The fields of liquid air, inclosing all,
Surround the compass of this earthly ball:"


Based on this Wikipedia article: http://en.wikipedia.org/wiki/Flat_Earth Aristotle believed that the earth was a sphere in 330 BCE. Apparently it was Ovid's view as well, although it might have something to do with the translation.

EDIT:

Here is a link to the latin version, which I can't read, but some words make sense: http://www.thelatinlibrary.com/ovid/ovid.met1.shtml

I guess "orb" is used for earth, which I understand could be either a disk or a sphere.

qimissung
06-09-2011, 08:40 PM
S'alright, Neely. Good stuff there. And thank you, YesNo. Also interesting.

mortalterror
06-09-2011, 10:20 PM
YesNo try this http://www.nodictionaries.com/ovid/metamorphoses-1/1-4

YesNo
06-09-2011, 10:35 PM
YesNo try this http://www.nodictionaries.com/ovid/metamorphoses-1/1-4

Thanks, mortalterror!
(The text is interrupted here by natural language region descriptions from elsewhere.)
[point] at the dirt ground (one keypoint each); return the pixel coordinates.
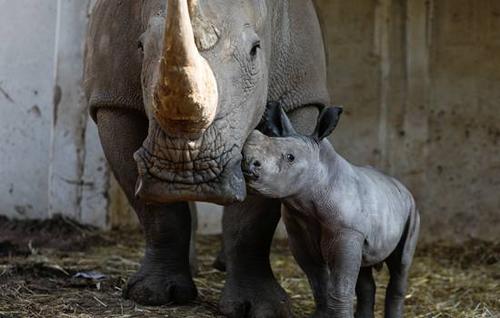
(40, 263)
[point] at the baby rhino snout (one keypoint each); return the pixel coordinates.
(251, 168)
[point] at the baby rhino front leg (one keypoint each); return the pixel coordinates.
(343, 251)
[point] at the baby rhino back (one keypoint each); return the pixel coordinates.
(383, 214)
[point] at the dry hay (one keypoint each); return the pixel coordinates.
(446, 281)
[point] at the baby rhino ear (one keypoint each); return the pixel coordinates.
(327, 121)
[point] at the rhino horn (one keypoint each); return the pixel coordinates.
(186, 97)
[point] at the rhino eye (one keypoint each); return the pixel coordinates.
(255, 48)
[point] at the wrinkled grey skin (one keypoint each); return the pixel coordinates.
(342, 220)
(122, 60)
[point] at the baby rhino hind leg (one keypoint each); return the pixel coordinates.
(310, 261)
(399, 263)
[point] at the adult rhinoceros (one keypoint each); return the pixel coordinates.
(175, 88)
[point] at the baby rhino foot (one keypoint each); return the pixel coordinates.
(156, 287)
(268, 300)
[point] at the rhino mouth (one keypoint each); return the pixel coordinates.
(177, 169)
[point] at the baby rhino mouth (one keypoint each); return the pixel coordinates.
(251, 169)
(177, 169)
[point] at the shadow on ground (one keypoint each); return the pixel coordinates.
(52, 269)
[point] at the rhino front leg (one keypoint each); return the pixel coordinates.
(343, 250)
(251, 289)
(164, 276)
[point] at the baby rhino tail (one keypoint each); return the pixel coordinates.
(412, 231)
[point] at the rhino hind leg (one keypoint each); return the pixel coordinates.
(164, 276)
(251, 290)
(365, 293)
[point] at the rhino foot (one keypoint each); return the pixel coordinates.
(157, 287)
(264, 299)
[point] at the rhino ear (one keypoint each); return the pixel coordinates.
(275, 122)
(327, 121)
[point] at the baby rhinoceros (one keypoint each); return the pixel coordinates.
(342, 220)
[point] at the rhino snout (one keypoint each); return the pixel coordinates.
(251, 168)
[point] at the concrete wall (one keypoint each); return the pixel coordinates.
(26, 67)
(420, 82)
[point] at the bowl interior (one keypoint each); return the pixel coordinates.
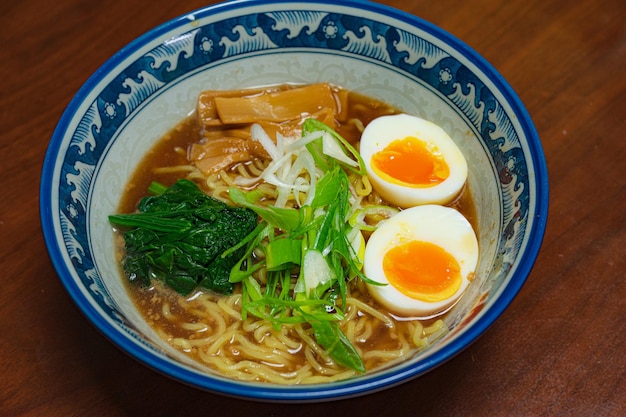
(145, 90)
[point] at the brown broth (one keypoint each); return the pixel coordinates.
(171, 151)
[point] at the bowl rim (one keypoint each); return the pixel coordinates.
(318, 392)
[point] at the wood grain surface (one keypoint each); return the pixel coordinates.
(559, 350)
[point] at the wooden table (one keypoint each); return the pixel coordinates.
(560, 349)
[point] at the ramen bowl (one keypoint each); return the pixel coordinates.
(153, 83)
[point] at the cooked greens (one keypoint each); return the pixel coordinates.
(179, 236)
(188, 239)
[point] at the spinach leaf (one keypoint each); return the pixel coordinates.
(182, 237)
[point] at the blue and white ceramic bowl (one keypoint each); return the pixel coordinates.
(149, 86)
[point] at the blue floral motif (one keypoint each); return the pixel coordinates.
(252, 33)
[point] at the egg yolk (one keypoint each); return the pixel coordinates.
(422, 270)
(410, 162)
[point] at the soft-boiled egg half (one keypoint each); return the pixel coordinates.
(425, 257)
(412, 161)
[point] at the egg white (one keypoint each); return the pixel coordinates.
(442, 226)
(380, 132)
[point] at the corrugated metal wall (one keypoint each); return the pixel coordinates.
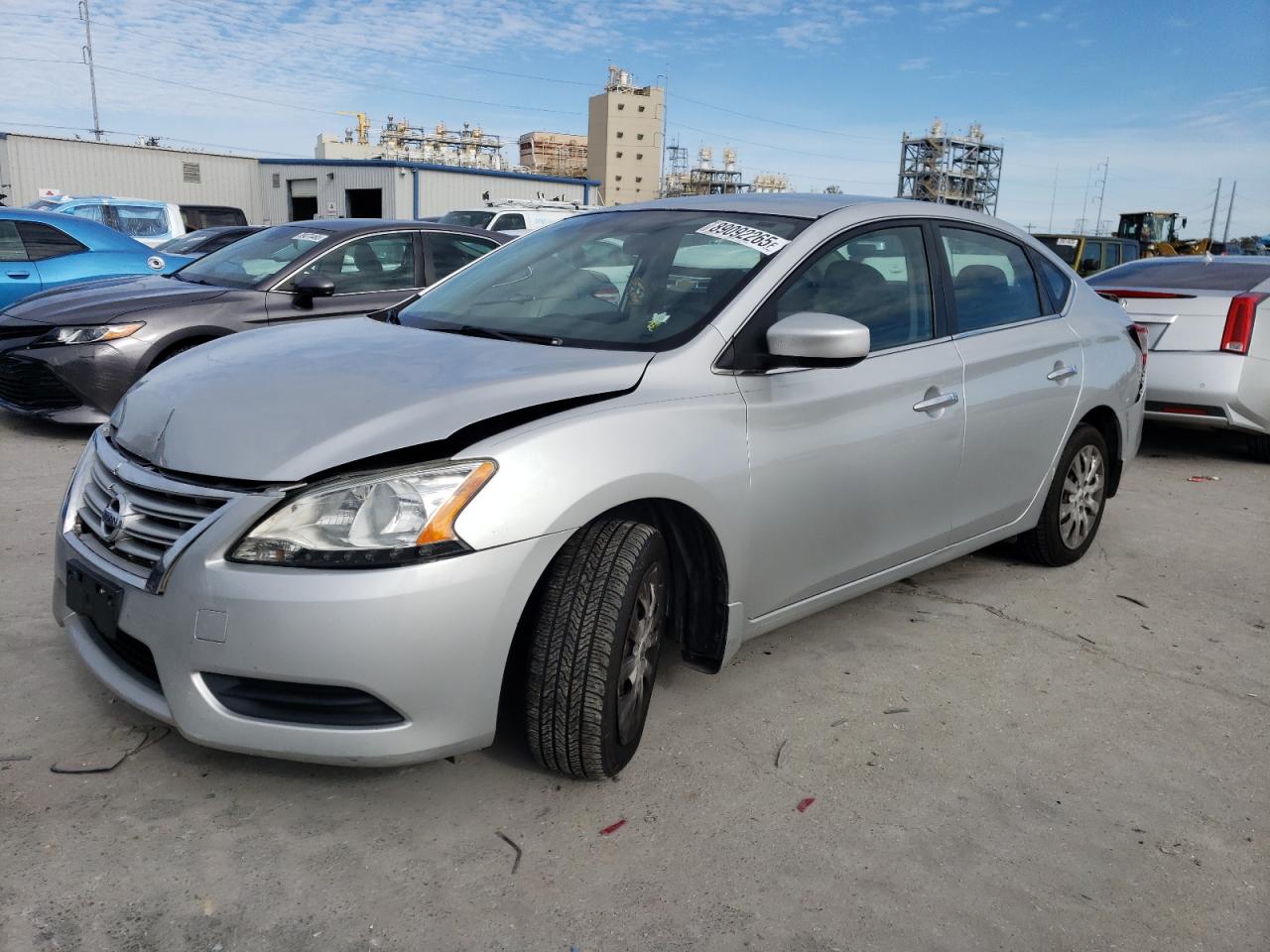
(398, 188)
(441, 191)
(32, 163)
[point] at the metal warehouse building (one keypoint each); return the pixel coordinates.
(375, 188)
(86, 168)
(268, 190)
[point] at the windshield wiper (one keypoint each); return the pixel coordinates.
(471, 330)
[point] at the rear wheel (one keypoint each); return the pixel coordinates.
(1259, 447)
(1075, 503)
(595, 643)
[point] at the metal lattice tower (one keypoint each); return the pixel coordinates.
(961, 171)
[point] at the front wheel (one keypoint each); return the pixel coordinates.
(1075, 503)
(595, 642)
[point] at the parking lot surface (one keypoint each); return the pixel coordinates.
(988, 756)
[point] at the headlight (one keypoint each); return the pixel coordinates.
(91, 334)
(365, 522)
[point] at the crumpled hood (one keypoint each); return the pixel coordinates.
(109, 298)
(282, 404)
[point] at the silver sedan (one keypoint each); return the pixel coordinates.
(1207, 367)
(685, 421)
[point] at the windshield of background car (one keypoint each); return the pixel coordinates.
(468, 220)
(624, 281)
(253, 259)
(1185, 275)
(1062, 246)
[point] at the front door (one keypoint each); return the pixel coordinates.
(852, 468)
(1023, 379)
(370, 273)
(19, 277)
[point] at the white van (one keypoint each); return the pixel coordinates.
(515, 216)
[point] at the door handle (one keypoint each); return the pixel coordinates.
(935, 403)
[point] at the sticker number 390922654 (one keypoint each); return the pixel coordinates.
(762, 241)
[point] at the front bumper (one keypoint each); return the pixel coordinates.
(75, 384)
(430, 640)
(1232, 391)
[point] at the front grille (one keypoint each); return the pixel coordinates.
(31, 385)
(131, 654)
(327, 705)
(135, 515)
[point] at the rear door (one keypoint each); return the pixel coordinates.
(19, 277)
(370, 272)
(1023, 376)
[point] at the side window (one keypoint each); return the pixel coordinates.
(141, 221)
(1091, 258)
(452, 252)
(992, 282)
(879, 278)
(10, 245)
(377, 263)
(1056, 282)
(46, 241)
(93, 212)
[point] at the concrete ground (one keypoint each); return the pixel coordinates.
(1074, 760)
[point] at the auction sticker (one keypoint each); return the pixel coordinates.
(762, 241)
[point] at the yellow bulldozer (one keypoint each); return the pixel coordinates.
(1156, 234)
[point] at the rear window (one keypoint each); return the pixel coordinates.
(1191, 273)
(1064, 248)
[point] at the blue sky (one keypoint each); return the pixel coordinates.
(1173, 95)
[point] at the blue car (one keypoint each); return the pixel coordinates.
(41, 250)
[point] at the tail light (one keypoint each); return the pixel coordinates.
(1237, 334)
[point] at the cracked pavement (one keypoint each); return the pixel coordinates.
(1074, 771)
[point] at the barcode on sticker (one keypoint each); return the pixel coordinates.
(762, 241)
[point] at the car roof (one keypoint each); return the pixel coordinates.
(349, 226)
(96, 236)
(792, 204)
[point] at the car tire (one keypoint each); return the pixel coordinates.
(1075, 503)
(1259, 447)
(595, 640)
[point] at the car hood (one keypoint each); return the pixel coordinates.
(282, 404)
(109, 298)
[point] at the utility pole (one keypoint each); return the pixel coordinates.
(1211, 222)
(1229, 208)
(1084, 203)
(1053, 197)
(1097, 222)
(87, 59)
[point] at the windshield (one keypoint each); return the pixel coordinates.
(1064, 246)
(626, 281)
(253, 259)
(468, 220)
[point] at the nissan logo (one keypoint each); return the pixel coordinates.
(112, 517)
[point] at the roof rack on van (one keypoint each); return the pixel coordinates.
(534, 203)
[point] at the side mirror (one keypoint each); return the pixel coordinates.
(813, 339)
(313, 286)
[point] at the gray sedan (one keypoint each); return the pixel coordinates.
(70, 354)
(685, 421)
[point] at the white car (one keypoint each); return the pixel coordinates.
(1207, 367)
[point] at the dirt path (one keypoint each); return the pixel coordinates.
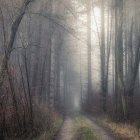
(68, 130)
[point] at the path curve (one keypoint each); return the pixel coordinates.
(67, 132)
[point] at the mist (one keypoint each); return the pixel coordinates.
(69, 68)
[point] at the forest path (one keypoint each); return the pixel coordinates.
(72, 125)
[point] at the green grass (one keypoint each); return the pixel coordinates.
(83, 128)
(85, 133)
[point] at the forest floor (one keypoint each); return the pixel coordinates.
(81, 127)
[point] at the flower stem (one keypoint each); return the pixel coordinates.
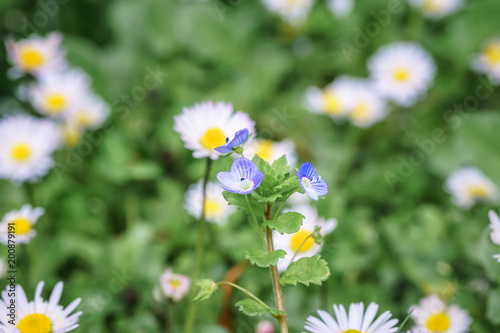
(278, 292)
(199, 252)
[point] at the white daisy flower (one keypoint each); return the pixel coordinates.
(488, 62)
(294, 12)
(57, 93)
(468, 186)
(20, 223)
(36, 55)
(174, 286)
(436, 9)
(26, 144)
(206, 126)
(356, 321)
(495, 230)
(333, 100)
(432, 315)
(402, 72)
(270, 150)
(340, 8)
(291, 242)
(39, 316)
(216, 208)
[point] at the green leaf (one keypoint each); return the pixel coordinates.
(306, 271)
(260, 258)
(286, 223)
(207, 288)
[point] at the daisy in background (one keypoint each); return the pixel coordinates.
(294, 12)
(216, 208)
(292, 242)
(436, 9)
(495, 230)
(55, 94)
(26, 145)
(488, 62)
(206, 126)
(432, 315)
(270, 150)
(468, 186)
(356, 321)
(21, 223)
(36, 55)
(39, 316)
(402, 72)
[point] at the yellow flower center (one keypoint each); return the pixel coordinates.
(264, 149)
(298, 238)
(21, 226)
(31, 59)
(20, 152)
(401, 74)
(55, 103)
(438, 322)
(492, 53)
(35, 323)
(332, 104)
(213, 138)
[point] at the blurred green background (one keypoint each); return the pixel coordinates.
(114, 218)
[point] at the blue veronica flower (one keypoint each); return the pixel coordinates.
(239, 138)
(311, 182)
(243, 178)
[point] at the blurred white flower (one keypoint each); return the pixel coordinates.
(292, 242)
(436, 9)
(356, 321)
(402, 72)
(488, 62)
(216, 208)
(206, 126)
(294, 12)
(26, 145)
(39, 316)
(495, 230)
(270, 150)
(174, 286)
(36, 55)
(432, 315)
(468, 186)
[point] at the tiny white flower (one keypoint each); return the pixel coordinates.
(436, 9)
(206, 126)
(26, 145)
(292, 242)
(402, 72)
(468, 186)
(36, 55)
(488, 62)
(216, 208)
(432, 315)
(174, 286)
(294, 12)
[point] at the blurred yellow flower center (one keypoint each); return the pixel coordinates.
(298, 238)
(20, 152)
(212, 207)
(264, 149)
(22, 226)
(492, 53)
(438, 322)
(332, 104)
(31, 59)
(213, 138)
(55, 103)
(401, 74)
(35, 323)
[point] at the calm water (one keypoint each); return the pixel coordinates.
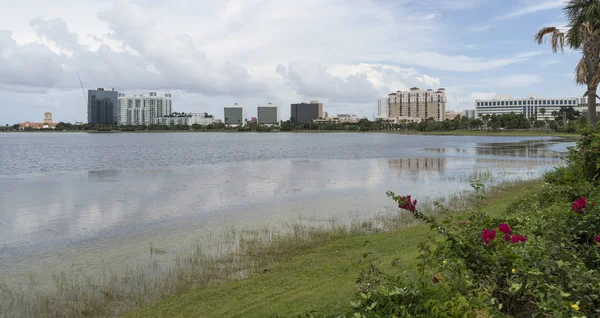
(83, 199)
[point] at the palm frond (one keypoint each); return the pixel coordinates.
(581, 72)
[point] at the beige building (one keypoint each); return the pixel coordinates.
(46, 124)
(452, 114)
(418, 103)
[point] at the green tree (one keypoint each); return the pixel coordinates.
(583, 35)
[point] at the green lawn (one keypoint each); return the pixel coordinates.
(322, 278)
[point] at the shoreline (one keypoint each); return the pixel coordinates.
(503, 133)
(328, 271)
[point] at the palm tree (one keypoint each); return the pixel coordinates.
(583, 34)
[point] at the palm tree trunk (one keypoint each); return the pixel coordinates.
(591, 95)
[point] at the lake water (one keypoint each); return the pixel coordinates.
(74, 201)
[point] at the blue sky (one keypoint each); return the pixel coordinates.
(214, 53)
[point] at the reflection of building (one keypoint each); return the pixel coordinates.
(268, 114)
(47, 124)
(417, 164)
(305, 112)
(417, 103)
(234, 115)
(143, 109)
(102, 106)
(469, 113)
(530, 107)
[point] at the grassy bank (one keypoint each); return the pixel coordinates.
(320, 278)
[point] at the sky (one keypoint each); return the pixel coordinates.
(208, 54)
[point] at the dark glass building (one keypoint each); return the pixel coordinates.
(102, 107)
(305, 112)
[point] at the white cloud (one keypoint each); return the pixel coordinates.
(547, 5)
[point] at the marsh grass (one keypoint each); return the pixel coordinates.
(235, 254)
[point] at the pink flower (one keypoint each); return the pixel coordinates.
(505, 228)
(518, 238)
(579, 205)
(488, 236)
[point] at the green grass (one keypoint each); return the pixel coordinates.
(322, 278)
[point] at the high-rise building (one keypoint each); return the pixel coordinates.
(417, 103)
(143, 109)
(469, 113)
(532, 106)
(268, 114)
(102, 107)
(305, 112)
(234, 115)
(383, 107)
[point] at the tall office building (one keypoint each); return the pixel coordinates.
(143, 109)
(305, 112)
(268, 114)
(383, 107)
(417, 103)
(469, 113)
(102, 107)
(531, 106)
(234, 115)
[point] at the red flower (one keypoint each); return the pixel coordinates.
(505, 228)
(579, 205)
(488, 236)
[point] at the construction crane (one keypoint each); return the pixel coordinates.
(82, 90)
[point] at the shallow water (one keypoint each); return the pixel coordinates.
(88, 202)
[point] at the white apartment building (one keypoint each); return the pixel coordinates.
(531, 106)
(234, 115)
(417, 103)
(184, 119)
(268, 114)
(383, 107)
(143, 109)
(469, 113)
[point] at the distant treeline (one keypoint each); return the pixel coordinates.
(565, 120)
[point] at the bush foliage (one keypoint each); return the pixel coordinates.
(540, 259)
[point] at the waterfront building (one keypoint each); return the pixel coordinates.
(383, 107)
(234, 115)
(102, 106)
(452, 114)
(268, 114)
(532, 106)
(417, 103)
(339, 119)
(143, 109)
(184, 119)
(306, 112)
(46, 124)
(469, 113)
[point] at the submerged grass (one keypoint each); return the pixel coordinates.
(203, 270)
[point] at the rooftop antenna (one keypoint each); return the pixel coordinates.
(82, 90)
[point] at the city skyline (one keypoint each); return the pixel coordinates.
(214, 54)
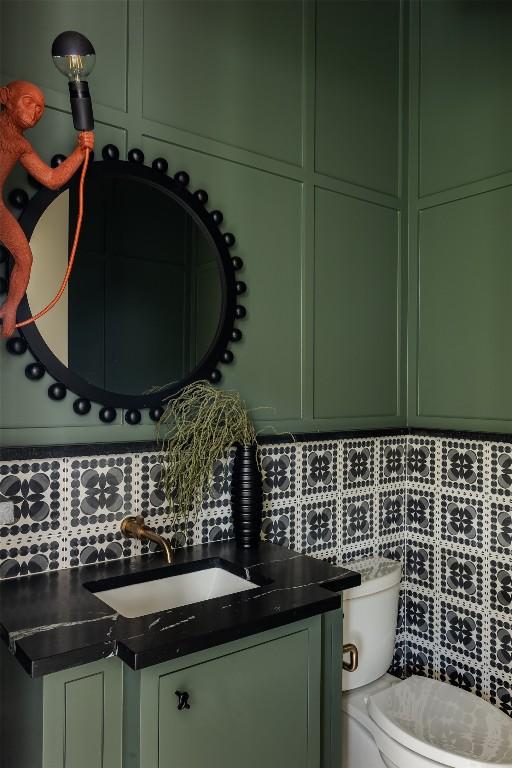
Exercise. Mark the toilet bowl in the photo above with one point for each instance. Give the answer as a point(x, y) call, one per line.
point(413, 723)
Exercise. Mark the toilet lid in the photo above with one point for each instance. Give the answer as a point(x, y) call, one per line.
point(444, 723)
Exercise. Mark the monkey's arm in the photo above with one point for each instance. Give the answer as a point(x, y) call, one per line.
point(53, 178)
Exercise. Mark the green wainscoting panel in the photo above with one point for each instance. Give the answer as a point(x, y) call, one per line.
point(268, 239)
point(240, 72)
point(459, 211)
point(30, 26)
point(357, 92)
point(465, 106)
point(465, 274)
point(356, 301)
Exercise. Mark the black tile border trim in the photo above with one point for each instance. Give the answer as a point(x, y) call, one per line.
point(32, 452)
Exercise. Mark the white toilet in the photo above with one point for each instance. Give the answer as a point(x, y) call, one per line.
point(414, 723)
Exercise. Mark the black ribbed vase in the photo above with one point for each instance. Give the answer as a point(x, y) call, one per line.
point(246, 497)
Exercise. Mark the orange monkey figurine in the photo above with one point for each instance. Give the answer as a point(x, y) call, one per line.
point(22, 105)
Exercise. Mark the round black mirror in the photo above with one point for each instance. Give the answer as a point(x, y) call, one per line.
point(152, 298)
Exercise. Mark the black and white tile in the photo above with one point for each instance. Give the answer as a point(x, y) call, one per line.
point(358, 468)
point(319, 468)
point(319, 526)
point(462, 465)
point(278, 527)
point(35, 491)
point(439, 505)
point(392, 458)
point(278, 468)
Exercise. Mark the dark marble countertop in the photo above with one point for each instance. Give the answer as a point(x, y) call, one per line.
point(51, 621)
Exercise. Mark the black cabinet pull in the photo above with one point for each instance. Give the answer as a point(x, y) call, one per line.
point(182, 700)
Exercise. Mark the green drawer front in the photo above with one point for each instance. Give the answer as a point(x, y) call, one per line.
point(247, 709)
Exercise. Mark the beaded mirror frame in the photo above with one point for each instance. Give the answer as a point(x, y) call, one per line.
point(65, 379)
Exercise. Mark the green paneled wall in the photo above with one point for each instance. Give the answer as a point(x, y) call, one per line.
point(274, 109)
point(366, 244)
point(460, 206)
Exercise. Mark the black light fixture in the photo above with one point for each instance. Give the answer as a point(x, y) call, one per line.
point(74, 56)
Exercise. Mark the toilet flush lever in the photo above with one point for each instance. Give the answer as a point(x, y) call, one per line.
point(352, 665)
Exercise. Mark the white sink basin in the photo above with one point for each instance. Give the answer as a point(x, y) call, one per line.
point(171, 592)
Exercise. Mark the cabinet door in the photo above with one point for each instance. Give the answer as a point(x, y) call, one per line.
point(82, 716)
point(249, 708)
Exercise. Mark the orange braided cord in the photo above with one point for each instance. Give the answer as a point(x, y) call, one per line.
point(73, 249)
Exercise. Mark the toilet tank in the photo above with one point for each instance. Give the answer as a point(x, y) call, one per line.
point(369, 618)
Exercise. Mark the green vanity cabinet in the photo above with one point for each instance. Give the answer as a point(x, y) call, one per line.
point(257, 704)
point(271, 699)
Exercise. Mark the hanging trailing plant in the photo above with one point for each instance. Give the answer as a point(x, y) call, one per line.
point(198, 427)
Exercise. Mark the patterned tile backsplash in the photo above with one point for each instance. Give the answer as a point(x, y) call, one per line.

That is much better than the one I found.

I also noticed just by glancing at the latin that the meter was not iambic pentameter which is what Allen Mandelbaum used in his translation, but dactylic hexameter.

I thought the following was an interesting introduction to scanning Ovid's first few lines: http://www.youtube.com/watch?v=qYD1zTfTHMY&feature=related I also learned from this that the word metamorphoses is accented on the second to the last syllable--not what I would have thought.

stlukesguild
06-11-2011, 09:53 AM
Shouldn't we set up this discussion on Ovid in its own thread so that others may be able to find it and join in the discussion if they wish?

YesNo
06-11-2011, 01:38 PM
Shouldn't we set up this discussion on Ovid in its own thread so that others may be able to find it and join in the discussion if they wish?

Sounds like a good idea.

I'm curious about a repetition of themes where a male God rapes a beautiful female and then her companies punish her for getting raped--I guess she did not run away fast enough--all ending with the God who originally raped her now saving her from them and making a constellation or something else out of her.

I'm only in Book 2.

OrphanPip
06-11-2011, 09:44 PM
He seemed to know about the north and south poles, that the earth was round, and about monsoons. I'm sure someone here can tell me. Was there a body of knowledge that was lost, that we only regained, somewhat laboriously, in later years?

The idea of a spherical Earth was common amongst the educated classes even in Medieval Europe. It's a common misconception (probably caused by the controversy over heliocentricity) that educated Europeans believed the Earth was flat. The Church didn't really have a problem with a spherical Earth, they did suppress theories that the Earth was not the center of the universe. Ptolemaic astronomy dominated European thought until the Renaissance, and it held that the Earth was round, but that it was stationary and at the center of the universe. This would have been a dominant view during Ovid's time as well.